La Restauración Borbónica: Estabilidad, Turnismo y Crisis del Sistema

Enviado por Chuletator online y clasificado en Historia

Escrito el en español con un tamaño de 3,2 KB

La Restauración Borbónica

La Restauración comenzó en diciembre de 1874 con el pronunciamiento del general Martínez Campos, que proclamó rey a Alfonso XII. El nuevo sistema político fue diseñado por Antonio Cánovas del Castillo con el objetivo de garantizar la estabilidad y evitar los conflictos y la inestabilidad que habían caracterizado el Sexenio Revolucionario. Para ello, se estableció un modelo basado en la alternancia pacífica en el poder entre dos grandes partidos.

La Constitución de 1876

La base legal del sistema fue la Constitución de 1876, de carácter moderado y flexible, que establecía la soberanía compartida entre el rey y las Cortes. La monarquía tenía amplios poderes, como nombrar al presidente del gobierno y disolver las Cortes. Aunque se reconocían derechos individuales, estos podían ser limitados por leyes posteriores. El sistema electoral fue inicialmente censitario, aunque en 1890 se implantó el sufragio universal masculino.

El sistema político: El turno pacífico

El sistema político de la Restauración se basaba en el turno pacífico entre:

  • El Partido Conservador, liderado por Cánovas.
  • El Partido Liberal, dirigido por Sagasta.

Ambos partidos se comprometían a respetar el sistema y a alternarse en el poder para evitar pronunciamientos militares y conflictos políticos. Cuando el rey decidía cambiar de gobierno, llamaba al líder del otro partido para formar ejecutivo, y posteriormente se convocaban elecciones que eran manipuladas para garantizar la victoria del partido correspondiente. Este control electoral se realizaba mediante el caciquismo, un sistema en el que los caciques locales, especialmente en zonas rurales, manipulaban el voto a través de presiones, favores o fraudes electorales. De esta manera se mantenía una apariencia de estabilidad política, aunque la democracia era limitada y poco representativa.
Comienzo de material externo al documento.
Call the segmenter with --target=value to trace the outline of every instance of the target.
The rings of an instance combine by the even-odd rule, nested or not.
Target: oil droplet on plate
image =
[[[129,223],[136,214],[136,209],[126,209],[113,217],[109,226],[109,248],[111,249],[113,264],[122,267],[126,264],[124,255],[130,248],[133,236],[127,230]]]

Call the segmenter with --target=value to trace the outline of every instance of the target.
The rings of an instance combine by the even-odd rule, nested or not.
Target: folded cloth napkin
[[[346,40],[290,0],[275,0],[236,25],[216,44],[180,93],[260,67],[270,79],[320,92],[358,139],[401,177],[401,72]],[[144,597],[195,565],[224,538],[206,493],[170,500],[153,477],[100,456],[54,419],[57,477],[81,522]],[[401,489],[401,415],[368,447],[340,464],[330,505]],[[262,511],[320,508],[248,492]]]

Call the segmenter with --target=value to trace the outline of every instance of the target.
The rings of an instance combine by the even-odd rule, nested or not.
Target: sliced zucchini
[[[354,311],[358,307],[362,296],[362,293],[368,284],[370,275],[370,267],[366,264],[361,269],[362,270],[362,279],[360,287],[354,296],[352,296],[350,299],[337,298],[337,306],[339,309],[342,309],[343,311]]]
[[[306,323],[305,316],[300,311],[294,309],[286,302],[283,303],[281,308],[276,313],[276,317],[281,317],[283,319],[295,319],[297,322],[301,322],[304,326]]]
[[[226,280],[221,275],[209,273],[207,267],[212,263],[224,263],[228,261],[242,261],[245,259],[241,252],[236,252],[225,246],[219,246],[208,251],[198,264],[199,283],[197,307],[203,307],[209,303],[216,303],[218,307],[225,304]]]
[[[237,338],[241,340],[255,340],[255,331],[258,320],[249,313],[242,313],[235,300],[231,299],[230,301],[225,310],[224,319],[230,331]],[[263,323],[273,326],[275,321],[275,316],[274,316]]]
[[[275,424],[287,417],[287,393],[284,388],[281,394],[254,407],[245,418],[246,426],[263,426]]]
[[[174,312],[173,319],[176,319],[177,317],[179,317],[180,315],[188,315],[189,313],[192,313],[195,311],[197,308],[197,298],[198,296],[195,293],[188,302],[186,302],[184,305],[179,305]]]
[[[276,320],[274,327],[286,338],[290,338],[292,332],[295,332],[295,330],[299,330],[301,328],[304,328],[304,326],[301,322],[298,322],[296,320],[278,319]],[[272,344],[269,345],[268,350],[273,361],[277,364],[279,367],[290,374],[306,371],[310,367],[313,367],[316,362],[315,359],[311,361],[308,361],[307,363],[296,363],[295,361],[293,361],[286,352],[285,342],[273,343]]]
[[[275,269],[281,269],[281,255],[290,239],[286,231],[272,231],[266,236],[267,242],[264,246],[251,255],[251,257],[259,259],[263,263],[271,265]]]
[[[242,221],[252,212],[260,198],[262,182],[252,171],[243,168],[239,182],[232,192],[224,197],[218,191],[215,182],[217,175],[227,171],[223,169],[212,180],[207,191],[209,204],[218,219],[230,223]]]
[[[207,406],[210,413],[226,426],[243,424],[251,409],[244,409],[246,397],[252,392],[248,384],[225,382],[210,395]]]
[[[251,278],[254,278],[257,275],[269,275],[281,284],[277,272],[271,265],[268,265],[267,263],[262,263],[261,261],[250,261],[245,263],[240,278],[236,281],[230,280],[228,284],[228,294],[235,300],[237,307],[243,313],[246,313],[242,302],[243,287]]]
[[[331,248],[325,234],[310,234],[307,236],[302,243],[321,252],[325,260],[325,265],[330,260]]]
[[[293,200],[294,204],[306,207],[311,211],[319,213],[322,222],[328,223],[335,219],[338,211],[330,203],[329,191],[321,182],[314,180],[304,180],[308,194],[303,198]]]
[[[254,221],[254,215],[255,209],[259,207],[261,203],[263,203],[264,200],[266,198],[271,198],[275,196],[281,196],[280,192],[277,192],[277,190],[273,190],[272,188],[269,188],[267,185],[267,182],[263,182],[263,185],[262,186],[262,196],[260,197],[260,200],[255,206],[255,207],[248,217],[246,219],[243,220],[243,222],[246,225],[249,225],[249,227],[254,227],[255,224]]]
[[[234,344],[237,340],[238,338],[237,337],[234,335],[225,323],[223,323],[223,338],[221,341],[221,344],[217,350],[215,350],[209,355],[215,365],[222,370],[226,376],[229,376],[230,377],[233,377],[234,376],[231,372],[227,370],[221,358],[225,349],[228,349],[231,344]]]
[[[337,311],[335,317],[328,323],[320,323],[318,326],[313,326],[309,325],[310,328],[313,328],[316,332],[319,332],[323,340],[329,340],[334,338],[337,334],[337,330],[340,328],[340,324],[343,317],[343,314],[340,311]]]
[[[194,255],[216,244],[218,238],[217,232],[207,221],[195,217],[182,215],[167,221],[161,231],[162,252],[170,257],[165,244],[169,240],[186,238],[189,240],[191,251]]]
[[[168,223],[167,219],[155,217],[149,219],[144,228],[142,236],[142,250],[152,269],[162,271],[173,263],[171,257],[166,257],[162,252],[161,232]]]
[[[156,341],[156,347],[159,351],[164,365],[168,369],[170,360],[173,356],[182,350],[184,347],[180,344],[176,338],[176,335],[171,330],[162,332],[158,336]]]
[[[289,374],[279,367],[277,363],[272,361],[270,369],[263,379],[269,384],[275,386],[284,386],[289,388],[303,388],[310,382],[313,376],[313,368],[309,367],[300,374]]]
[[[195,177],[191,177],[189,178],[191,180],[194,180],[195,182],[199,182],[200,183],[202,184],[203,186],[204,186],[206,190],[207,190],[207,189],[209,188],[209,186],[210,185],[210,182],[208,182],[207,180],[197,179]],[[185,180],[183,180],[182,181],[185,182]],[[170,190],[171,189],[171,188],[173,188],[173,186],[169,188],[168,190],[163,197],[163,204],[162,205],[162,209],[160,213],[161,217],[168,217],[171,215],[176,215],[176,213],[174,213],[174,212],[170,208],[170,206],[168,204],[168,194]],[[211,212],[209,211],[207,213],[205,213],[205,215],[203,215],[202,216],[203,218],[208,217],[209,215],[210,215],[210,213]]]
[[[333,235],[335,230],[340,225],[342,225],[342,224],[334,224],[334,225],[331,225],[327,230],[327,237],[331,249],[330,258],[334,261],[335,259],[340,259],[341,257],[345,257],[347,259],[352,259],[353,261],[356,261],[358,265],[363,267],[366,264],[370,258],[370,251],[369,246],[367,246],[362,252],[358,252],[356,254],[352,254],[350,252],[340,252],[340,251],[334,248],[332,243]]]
Oposición al sistema y crisis

A pesar de la estabilidad aparente, el sistema de la Restauración tuvo una oposición constante:

  • Republicanos: defendían la instauración de un régimen democrático sin monarquía.
  • Carlistas: seguían apoyando una dinastía alternativa.
  • Movimiento obrero: creció con fuerza, influido por el socialismo y el anarquismo, especialmente en zonas industriales como Cataluña y el País Vasco.
  • Nacionalismos: surgieron movimientos en Cataluña y el País Vasco que reclamaban mayor autonomía política y reconocimiento cultural.

En el ámbito colonial, España tuvo que enfrentarse a una nueva guerra en Cuba a partir de 1895, que desembocó en un conflicto con Estados Unidos en 1898. La derrota española supuso la pérdida de Cuba, Puerto Rico y Filipinas, lo que provocó una profunda crisis política y moral conocida como el “Desastre del 98”, que puso en evidencia las debilidades del sistema de la Restauración y marcó el inicio de su decadencia.